All urinary incontinence is not the same
Tuesday 28 February 2023
Urinary incontinence is uncontrolled leaking of urine (wee).
It’s not a disease, but a symptom of many other conditions.
It can vary in severity from:
- a bit of a leak every now and then—say a few drops when you sneeze, cough, or laugh
- to suddenly needing to pee urgently and not being able to make it to the toilet in time
- to having no control of your bladder at all.
There are different types of urinary incontinence, which can have different causes and symptoms.
It can affect people of all ages, and it can obviously have quite an impact on someone’s life.
On this page
- Daytime urinary incontinence in children
- Nocturnal urinary incontinence in children (bedwetting)
- Urinary incontinence in teenagers
- Urge or overactive bladder urinary incontinence
- Stress urinary incontinence
- Urinary retention
- Functional urinary incontinence
- Post-micturition urinary incontinence
- Getting help
- Management and treatment options
- More information
Daytime urinary incontinence in children
Most kids can control their bladders through the day by the age of four (bar the odd accident). If they continue to daytime wet regularly after this age, you should talk to your doctor, as the bladder may not be working normally.
Nocturnal urinary incontinence in children (bedwetting)
Bedwetting is the involuntary (outside of their control) passing of urine that occurs during the night while the child is sleeping. It’s important to know that it is not caused by the child or the child’s behaviour – they have no control over it. It can happen for a range of reasons:
- they don’t wake up when their bladder is full
- the bladder is overactive during sleep
- the kidneys make more urine than the bladder can hold during sleep
- an illness.
It can have powerful social and emotional effects on the child.
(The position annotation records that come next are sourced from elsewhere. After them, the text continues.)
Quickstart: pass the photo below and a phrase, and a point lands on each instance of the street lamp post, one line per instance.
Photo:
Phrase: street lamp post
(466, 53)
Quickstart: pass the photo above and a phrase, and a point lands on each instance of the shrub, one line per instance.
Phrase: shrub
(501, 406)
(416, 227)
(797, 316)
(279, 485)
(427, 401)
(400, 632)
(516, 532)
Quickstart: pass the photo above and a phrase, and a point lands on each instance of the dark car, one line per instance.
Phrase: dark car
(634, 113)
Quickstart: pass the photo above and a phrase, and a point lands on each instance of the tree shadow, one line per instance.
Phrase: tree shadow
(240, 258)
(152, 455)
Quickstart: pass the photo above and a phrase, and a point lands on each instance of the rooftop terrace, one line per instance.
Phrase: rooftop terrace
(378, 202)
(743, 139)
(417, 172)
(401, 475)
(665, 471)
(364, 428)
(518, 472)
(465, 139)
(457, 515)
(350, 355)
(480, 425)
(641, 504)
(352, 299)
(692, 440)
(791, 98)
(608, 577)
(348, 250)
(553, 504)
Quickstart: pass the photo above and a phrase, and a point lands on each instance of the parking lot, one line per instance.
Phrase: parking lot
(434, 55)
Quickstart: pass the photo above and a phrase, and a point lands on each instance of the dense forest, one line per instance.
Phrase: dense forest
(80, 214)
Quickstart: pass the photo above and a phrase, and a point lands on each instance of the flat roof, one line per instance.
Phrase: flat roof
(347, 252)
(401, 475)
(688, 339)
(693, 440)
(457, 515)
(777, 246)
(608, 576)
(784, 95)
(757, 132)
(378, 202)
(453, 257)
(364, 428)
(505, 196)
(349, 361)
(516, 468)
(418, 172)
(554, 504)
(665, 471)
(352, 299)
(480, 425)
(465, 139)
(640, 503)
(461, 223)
Kids develop at different rates, but most children will be dry through the night by seven or eight (school age). If your child is frequently wet after school age, or if they are upset about it and want it to stop, see your doctor. See your doctor if your child suddenly starts wetting the bed after they’ve been consistently dry. Incontinence can be linked to some illnesses.
Urinary incontinence in teenagers
Urinary incontinence tends to happen less as children get older, but some teens and young adults are affected by it. Talk to your doctor if your teenager is suffering from urinary incontinence.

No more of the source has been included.